Automatic voice pathology detection and classification plays an important role in the diagnosis and prevention of voice disorders. To accurately describe the pronunciation characteristics of patients with dysarthria and improve the effect of pathological voice detection, this study proposes a pathological voice detection method based on a multi-modal network structure. First, speech signals and electroglottography (EGG) signals are mapped from the time domain to the frequency domain spectrogram via a short-time Fourier transform (STFT). The Mel filter bank acts on the spectrogram to enhance the signal's harmonics and denoise. Second, a pre-trained convolutional neural network (CNN) is used as the backbone network to extract sound state features and vocal cord vibration features from the two signals. To obtain a better classification effect, the fused features are input into the long short-term memory (LSTM) network for voice feature selection and enhancement. The proposed system achieves 95.73% for accuracy with 96.10% F1-score and 96.73% recall using the Saarbrucken Voice Database (SVD); thus, enabling a new method for pathological speech detection.

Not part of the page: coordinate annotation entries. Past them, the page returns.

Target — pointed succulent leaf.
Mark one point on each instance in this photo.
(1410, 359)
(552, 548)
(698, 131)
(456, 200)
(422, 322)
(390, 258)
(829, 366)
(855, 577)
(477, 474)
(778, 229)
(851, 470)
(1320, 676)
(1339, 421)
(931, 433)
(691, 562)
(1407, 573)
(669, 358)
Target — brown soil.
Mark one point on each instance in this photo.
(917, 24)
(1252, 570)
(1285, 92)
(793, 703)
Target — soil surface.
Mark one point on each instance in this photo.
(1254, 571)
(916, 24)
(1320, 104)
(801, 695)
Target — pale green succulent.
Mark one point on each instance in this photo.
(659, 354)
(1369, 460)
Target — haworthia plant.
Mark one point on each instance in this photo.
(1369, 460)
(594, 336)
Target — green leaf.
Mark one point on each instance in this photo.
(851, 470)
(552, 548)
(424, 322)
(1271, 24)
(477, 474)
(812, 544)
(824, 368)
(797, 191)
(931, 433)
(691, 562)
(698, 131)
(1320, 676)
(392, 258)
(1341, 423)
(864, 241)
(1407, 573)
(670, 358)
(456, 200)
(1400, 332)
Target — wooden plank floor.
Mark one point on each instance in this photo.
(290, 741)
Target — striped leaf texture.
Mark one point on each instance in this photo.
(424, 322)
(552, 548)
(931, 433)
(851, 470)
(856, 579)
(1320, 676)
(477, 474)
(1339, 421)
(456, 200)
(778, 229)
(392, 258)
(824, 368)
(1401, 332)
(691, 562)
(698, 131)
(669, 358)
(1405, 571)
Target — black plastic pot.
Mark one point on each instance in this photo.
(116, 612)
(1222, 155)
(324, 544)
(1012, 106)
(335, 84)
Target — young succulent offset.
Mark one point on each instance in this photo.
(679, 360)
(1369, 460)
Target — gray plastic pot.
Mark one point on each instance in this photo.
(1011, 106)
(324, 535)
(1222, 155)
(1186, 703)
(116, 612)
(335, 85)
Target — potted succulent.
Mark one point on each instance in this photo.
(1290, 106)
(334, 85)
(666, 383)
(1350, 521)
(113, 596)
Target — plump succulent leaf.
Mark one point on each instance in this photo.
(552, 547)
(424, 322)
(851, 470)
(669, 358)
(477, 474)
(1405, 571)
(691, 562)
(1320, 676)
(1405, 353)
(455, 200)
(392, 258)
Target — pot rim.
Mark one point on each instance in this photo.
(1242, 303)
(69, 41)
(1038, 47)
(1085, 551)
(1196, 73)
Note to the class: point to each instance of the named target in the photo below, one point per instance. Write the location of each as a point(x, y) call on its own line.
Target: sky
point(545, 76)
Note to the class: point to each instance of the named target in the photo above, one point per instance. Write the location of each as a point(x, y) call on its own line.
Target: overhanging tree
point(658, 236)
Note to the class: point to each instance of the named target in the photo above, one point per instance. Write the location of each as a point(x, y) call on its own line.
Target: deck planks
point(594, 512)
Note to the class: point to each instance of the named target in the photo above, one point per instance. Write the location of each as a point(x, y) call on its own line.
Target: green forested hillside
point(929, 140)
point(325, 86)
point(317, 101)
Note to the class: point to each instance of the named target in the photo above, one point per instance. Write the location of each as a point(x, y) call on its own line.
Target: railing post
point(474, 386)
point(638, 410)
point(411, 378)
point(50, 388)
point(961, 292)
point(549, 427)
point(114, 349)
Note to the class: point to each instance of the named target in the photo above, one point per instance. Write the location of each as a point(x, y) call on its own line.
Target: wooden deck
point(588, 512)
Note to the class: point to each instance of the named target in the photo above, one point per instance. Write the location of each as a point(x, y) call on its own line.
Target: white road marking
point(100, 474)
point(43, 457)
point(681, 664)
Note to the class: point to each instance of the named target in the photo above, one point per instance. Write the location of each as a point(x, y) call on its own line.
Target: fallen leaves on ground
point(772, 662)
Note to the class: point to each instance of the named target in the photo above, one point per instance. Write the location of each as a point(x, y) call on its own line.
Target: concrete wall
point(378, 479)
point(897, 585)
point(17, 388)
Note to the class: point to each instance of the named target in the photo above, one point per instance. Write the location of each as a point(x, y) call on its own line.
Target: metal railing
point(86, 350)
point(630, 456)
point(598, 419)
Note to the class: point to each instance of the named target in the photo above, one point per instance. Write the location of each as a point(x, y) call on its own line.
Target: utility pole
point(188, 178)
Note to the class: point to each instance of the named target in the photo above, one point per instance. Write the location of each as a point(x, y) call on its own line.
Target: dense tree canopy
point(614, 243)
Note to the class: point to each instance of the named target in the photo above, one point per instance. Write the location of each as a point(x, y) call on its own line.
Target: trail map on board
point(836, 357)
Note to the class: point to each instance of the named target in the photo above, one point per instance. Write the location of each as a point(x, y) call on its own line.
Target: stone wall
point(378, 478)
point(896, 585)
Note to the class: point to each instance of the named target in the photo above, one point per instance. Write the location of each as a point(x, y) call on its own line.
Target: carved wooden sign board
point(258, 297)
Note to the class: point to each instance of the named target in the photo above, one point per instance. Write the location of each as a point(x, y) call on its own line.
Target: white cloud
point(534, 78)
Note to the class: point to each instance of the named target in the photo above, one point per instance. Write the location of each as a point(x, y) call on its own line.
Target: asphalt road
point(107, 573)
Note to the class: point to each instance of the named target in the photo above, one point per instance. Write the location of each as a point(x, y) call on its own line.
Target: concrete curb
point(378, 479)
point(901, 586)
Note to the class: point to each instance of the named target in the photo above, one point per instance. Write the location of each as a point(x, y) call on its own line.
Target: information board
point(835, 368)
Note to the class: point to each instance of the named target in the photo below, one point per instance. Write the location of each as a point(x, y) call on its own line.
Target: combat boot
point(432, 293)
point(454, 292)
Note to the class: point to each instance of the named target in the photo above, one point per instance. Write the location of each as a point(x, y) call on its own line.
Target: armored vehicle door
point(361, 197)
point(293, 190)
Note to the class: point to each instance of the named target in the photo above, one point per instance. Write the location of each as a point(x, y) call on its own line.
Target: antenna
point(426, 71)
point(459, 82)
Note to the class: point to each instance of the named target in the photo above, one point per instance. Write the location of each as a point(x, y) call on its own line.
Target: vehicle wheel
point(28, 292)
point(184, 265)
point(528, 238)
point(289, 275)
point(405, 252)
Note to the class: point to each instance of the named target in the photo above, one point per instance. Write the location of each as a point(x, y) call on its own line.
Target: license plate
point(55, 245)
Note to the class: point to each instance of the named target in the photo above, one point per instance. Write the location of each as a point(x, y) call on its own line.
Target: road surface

自动语音病理学检测和分类在语音障碍的诊断和预防中起着重要作用。为了准确描述构音障碍患者的发音特征,提高病理语音检测效果,本研究提出了一种基于多模态网络结构的病理语音检测方法。首先,通过短时傅里叶变换(STFT)将语音信号和电声门图(EGG)信号从时域映射到频域声谱图。梅尔滤波器组作用于声谱图以增强信号的谐波并进行去噪。其次,使用预训练的卷积神经网络(CNN)作为骨干网络,从两种信号中提取声音状态特征和声带振动特征。为了获得更好的分类效果,将融合特征输入到长短期记忆(LSTM)网络中进行语音特征选择和增强。使用 Saarbrucken 语音数据库(SVD),该系统的准确率为 95.73%,F1 得分为 96.10%,召回率为 96.73%,从而为病理语音检测提供了一种新方法。